The GBP/USD is the second most traded currency pair in the global financial markets and one of the most popular among beginner forex traders because of its high levels of liquidity. Although the UK economy no longer has the dominant position it once commanded in the global economy, it is still significant due to London’s remaining one of the busiest trading centers in the world. This means that the UK pound is still an important currency and the third most traded after the US dollar and the Japanese yen.
When trading this currency pair, even technical traders look to fundamental factors to determine when the UK pound or the US dollar might make big moves. For example, the most recent development affecting the pound was the Bank of England’s decision as to whether to raise interest rates or not as well as UK trade data. Since it was widely anticipated by traders that the BoE would leave interest rates alone for the present, there was little volatility in trading of the currency pair, although weaker production and industrial data weighed down the pound. In the event of a surprise decision by the BoE, however, it was widely expected that the pound would spike against the dollar, creating a valuable trading opportunity.
In this case, using a breakout strategy would be more appropriate. Under this strategy, traders are monitoring the support and resistance levels of the GBP/USD, looking for places where the price would break out before establishing new levels. The strategy should also reflect the trader’s risk-reward ratio, i.e. if it is 1:5 then the trader would, for example, be willing to risk 20 pips in exchange for a 100 pip gain.

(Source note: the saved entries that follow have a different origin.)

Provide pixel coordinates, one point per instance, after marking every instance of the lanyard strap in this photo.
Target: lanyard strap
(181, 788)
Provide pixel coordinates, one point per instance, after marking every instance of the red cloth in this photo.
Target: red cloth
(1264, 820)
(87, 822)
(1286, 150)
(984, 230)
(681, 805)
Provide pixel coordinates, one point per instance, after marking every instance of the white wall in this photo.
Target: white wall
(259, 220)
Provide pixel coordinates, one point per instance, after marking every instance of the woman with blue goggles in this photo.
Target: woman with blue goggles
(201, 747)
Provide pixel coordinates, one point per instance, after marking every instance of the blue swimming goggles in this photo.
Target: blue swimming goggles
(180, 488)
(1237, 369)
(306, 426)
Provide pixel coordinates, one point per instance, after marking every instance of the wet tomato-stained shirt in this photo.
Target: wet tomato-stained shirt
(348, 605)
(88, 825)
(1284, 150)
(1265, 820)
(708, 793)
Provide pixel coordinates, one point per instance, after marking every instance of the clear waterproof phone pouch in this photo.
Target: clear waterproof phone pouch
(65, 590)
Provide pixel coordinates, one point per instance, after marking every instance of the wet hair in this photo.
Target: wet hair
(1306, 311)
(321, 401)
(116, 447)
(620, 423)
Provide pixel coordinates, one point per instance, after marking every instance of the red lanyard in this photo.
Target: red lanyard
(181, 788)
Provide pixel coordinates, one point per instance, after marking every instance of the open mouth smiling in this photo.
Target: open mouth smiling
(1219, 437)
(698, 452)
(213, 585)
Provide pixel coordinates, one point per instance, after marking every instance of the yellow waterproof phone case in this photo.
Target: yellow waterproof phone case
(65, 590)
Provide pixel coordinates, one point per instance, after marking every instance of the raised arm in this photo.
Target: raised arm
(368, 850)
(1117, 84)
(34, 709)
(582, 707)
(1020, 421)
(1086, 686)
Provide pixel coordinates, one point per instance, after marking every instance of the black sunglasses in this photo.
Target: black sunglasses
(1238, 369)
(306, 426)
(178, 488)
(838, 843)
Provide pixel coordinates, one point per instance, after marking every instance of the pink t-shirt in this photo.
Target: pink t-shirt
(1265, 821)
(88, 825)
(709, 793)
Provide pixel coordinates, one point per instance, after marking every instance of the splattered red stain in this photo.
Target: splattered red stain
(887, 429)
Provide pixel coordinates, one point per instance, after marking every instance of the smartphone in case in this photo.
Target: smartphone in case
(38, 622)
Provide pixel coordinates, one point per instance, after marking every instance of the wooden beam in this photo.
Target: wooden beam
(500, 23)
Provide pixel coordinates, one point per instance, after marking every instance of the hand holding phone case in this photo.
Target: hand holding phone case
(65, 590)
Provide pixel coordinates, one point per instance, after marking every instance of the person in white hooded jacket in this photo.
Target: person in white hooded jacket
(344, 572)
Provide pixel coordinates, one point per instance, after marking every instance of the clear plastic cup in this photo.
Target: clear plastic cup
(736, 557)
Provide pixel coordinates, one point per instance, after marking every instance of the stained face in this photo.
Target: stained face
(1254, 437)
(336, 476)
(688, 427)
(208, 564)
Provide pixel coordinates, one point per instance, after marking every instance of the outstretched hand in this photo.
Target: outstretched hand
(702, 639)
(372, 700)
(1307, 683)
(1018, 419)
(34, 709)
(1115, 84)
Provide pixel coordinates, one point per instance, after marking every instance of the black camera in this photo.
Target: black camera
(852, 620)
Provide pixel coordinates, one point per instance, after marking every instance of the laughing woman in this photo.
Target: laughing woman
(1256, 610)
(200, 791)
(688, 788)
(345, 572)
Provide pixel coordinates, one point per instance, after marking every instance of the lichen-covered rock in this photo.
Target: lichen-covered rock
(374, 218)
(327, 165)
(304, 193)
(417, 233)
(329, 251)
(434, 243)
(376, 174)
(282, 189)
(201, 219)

Thus, when setting stop-loss or take-profit levels, the trader should use multiples of the risk-reward ratio based on how much he is trading. For example, if he is risking 60 pips, then this should be multiplied by five or 300 pips to get the profit target.
As always, the trader should start by identifying the support and resistance levels on the charts, and then use technical indicators to look for breakout levels. They should also look at the price trend to determine the general direction in which prices are moving. But the trader should also make sure that a genuine breakout has happened and not just a spike which could send the price back to the old support and resistance levels.